Long before we got there I knew it was all true. I knew Barry was the real thing. I knew that what I was about to see was impossible but I was about to see it anyway. I could already hear it. And what I heard half the Western world would have killed to hear.
I stopped and looked at the spaceman, but he continued walking. Without looking at me he said, “Come on, you’ll hear better inside.”
At the market door he pushed it in. The moment the door swung open the music swelled louder and I almost swooned. I could not believe it. You know instantly when music is live compared to when it’s on the radio or piped-in shit. The hyped-up rawness of it, the blare and bang of too much guitar, feedback wrecking your ears, or drums that push everything else out. This was live and it was them because now I could see them. And Jesus Christ, it was them.
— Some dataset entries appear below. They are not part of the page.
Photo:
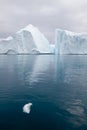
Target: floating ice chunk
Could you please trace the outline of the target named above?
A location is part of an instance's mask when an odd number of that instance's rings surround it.
[[[32,103],[25,104],[23,106],[23,112],[29,114],[31,111],[31,106],[32,106]]]

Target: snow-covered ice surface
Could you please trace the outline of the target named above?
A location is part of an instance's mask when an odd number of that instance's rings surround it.
[[[31,106],[32,106],[32,103],[25,104],[23,106],[23,112],[29,114],[31,111]]]
[[[40,54],[51,53],[45,36],[33,25],[21,29],[12,37],[0,40],[1,54]]]
[[[87,54],[87,33],[74,33],[56,29],[56,54]]]

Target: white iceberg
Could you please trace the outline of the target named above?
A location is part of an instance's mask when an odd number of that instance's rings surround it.
[[[33,25],[21,29],[12,37],[0,40],[1,54],[40,54],[51,53],[45,36]]]
[[[56,29],[56,54],[87,54],[87,33],[74,33]]]
[[[31,106],[32,106],[32,103],[25,104],[23,106],[23,112],[29,114],[31,111]]]

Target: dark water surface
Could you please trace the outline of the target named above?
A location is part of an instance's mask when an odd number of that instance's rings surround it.
[[[0,56],[0,130],[87,130],[87,56]]]

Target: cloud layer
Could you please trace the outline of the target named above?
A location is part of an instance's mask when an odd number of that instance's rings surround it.
[[[87,0],[0,0],[0,37],[37,26],[53,42],[55,28],[87,31]]]

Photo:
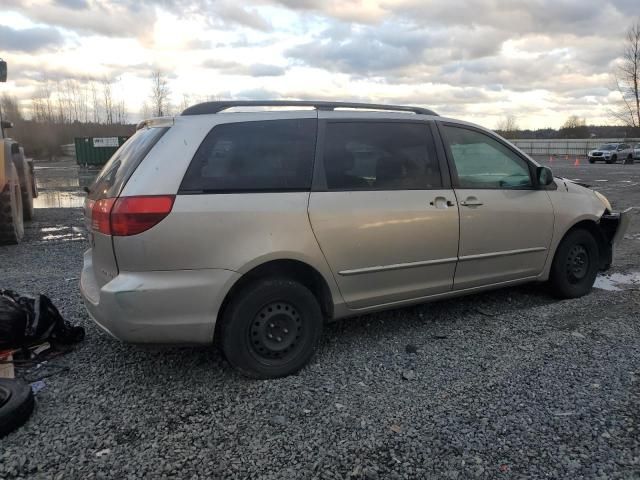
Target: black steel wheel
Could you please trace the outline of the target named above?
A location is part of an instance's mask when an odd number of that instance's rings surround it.
[[[596,239],[587,230],[569,232],[556,250],[549,282],[552,293],[560,298],[576,298],[591,291],[598,274],[599,250]]]
[[[315,353],[324,323],[309,289],[278,278],[259,280],[237,292],[221,321],[225,357],[253,378],[300,370]]]
[[[567,254],[565,269],[569,283],[579,283],[589,273],[589,252],[582,244],[574,244]]]

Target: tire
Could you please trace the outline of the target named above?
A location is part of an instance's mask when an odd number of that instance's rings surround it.
[[[33,220],[33,177],[28,167],[24,169],[22,188],[22,213],[26,222]]]
[[[549,283],[558,298],[578,298],[591,291],[599,266],[598,243],[587,230],[569,232],[560,242]]]
[[[22,191],[14,165],[11,166],[11,172],[11,178],[0,192],[0,244],[20,243],[24,237]]]
[[[589,163],[596,163],[595,160],[589,159]]]
[[[0,378],[0,438],[25,423],[33,412],[31,387],[21,380]]]
[[[229,363],[248,377],[264,379],[304,367],[316,352],[324,319],[304,285],[267,278],[234,295],[222,322],[221,347]]]
[[[633,165],[633,155],[629,154],[627,159],[624,161],[625,165]]]

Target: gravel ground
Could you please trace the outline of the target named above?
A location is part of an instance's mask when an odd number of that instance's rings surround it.
[[[554,170],[640,206],[640,165],[625,167]],[[0,288],[47,293],[87,328],[0,440],[0,478],[640,478],[638,285],[567,301],[530,285],[337,322],[308,368],[254,381],[213,349],[102,334],[78,292],[81,215],[39,209],[24,244],[0,247]],[[614,272],[640,270],[638,217]]]

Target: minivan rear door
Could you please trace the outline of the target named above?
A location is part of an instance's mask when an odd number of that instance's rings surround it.
[[[89,231],[90,254],[98,287],[118,274],[112,236],[108,233],[113,202],[140,162],[167,130],[168,127],[138,130],[116,150],[89,188],[85,202],[85,224]]]
[[[432,126],[319,112],[309,217],[350,308],[448,292],[458,208]]]

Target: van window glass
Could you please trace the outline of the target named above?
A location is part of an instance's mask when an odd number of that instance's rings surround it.
[[[187,169],[181,193],[309,190],[316,119],[214,127]]]
[[[527,162],[502,143],[475,130],[444,126],[459,188],[527,188]]]
[[[324,171],[329,190],[420,190],[442,186],[424,123],[330,122]]]
[[[167,130],[167,127],[142,128],[133,134],[102,168],[89,188],[89,198],[117,197],[131,174]]]

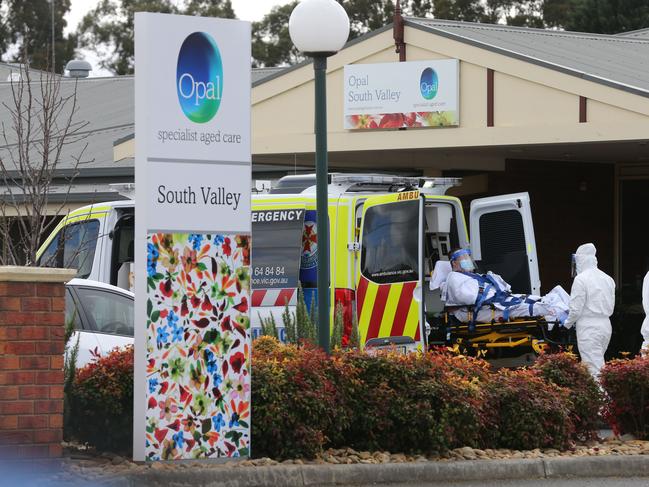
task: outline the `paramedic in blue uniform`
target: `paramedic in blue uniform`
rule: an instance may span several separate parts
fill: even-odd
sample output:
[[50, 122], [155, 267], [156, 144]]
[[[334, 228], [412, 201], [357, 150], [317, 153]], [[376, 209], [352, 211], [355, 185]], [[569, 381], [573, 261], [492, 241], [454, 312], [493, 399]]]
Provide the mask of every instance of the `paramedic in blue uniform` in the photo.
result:
[[597, 268], [595, 254], [592, 243], [580, 245], [574, 254], [576, 275], [570, 290], [570, 313], [565, 326], [576, 326], [581, 360], [597, 380], [611, 340], [609, 317], [615, 307], [615, 281]]

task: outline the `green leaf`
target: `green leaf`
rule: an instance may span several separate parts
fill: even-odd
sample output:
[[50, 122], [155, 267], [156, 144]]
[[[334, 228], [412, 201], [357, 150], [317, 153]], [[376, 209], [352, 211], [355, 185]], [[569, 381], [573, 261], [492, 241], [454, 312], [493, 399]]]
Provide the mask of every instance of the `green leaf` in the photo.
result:
[[151, 316], [151, 311], [153, 311], [153, 303], [150, 299], [146, 300], [146, 315]]
[[164, 274], [160, 274], [159, 272], [153, 275], [154, 281], [161, 281], [164, 278], [165, 278]]
[[158, 318], [160, 318], [160, 311], [156, 309], [153, 313], [151, 313], [151, 321], [155, 323], [156, 321], [158, 321]]
[[203, 264], [202, 262], [199, 262], [198, 265], [196, 266], [196, 268], [199, 271], [206, 271], [207, 270], [207, 266], [205, 264]]

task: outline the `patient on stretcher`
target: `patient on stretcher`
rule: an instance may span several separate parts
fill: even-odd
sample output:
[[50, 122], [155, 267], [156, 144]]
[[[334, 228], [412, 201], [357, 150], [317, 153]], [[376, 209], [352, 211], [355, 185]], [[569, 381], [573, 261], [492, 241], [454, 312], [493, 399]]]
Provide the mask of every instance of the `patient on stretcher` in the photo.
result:
[[514, 294], [498, 274], [478, 274], [471, 252], [451, 253], [451, 261], [438, 261], [430, 281], [431, 290], [440, 289], [446, 311], [463, 323], [489, 323], [514, 318], [543, 317], [550, 329], [568, 317], [570, 296], [556, 286], [545, 296]]

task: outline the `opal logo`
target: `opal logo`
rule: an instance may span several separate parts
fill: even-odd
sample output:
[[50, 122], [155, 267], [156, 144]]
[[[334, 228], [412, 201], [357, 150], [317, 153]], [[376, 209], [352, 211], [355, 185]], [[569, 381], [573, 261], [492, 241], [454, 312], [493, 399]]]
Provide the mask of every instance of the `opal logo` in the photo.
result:
[[209, 122], [219, 111], [223, 62], [219, 47], [209, 34], [194, 32], [180, 46], [176, 88], [180, 107], [192, 122]]
[[419, 78], [419, 90], [421, 91], [421, 96], [426, 100], [432, 100], [437, 96], [438, 87], [439, 80], [435, 70], [433, 68], [424, 69], [421, 72], [421, 78]]

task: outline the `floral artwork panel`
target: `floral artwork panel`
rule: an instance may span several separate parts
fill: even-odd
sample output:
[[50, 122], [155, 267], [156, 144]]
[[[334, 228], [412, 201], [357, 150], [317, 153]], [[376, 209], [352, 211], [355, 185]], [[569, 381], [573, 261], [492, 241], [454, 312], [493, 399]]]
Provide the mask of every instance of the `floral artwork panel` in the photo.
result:
[[459, 126], [459, 120], [458, 113], [455, 110], [358, 114], [345, 117], [345, 128], [350, 130], [457, 126]]
[[249, 455], [249, 303], [248, 235], [147, 235], [147, 460]]

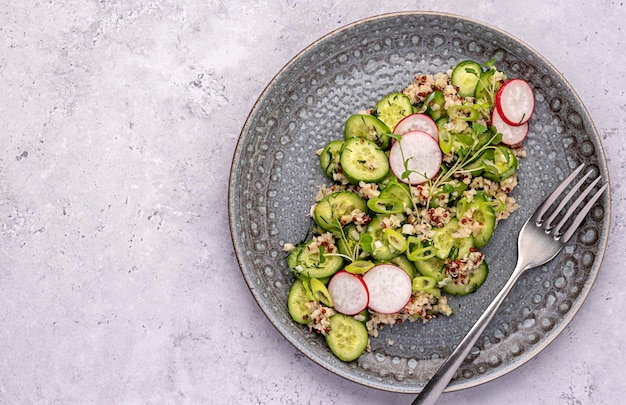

I had been in the market a thousand times before but it had never looked like this. Where aisles of food should have been, a stage had been erected in the middle of the store. But nothing professional—you must understand that. Nothing glitzy, expensive or in any way appropriate to who was standing on that stage playing live for only Barry and me.
They saw us moving toward them but none reacted with anymore than a shrug or a hi-how-you-doin’ head tip. Their indifference said we weren’t interrupting them because they were used to an audience.
John Lennon sat on the edge of the small stage with a cigarette stuck in the corner of his mouth and a Rickenbacker guitar held in his hands. He looked twenty-five years old, maybe thirty—they all did. Paul stood on the other side of the stage next to George. The two of them were weaving back and forth, goofing around. Paul sang a lousy version of “I Feel Fine.” At the back of the stage Ringo played the drums with eyes closed. “I Feel Fine” performed badly by the Beatles. Bad or not, it was the boys and their sound was un-fucking-mistakable.
That’s what I’d asked Barry to show me and that’s what this was a quarter of a century after the group broke up, twenty years after Lennon was murdered. For a million reasons I wanted to reach out and touch Lennon’s arm—only that—but I resisted the impulse. He must have sensed my excitement and awe though because he abruptly looked up and wiggled his eyebrows at me. It was the same expression he’d used in a famous TV interview he’d done after the group broke up. I had the interview on tape at home. I owned way too much Beatles memorabilia because no one, not no one, was ever better than they were.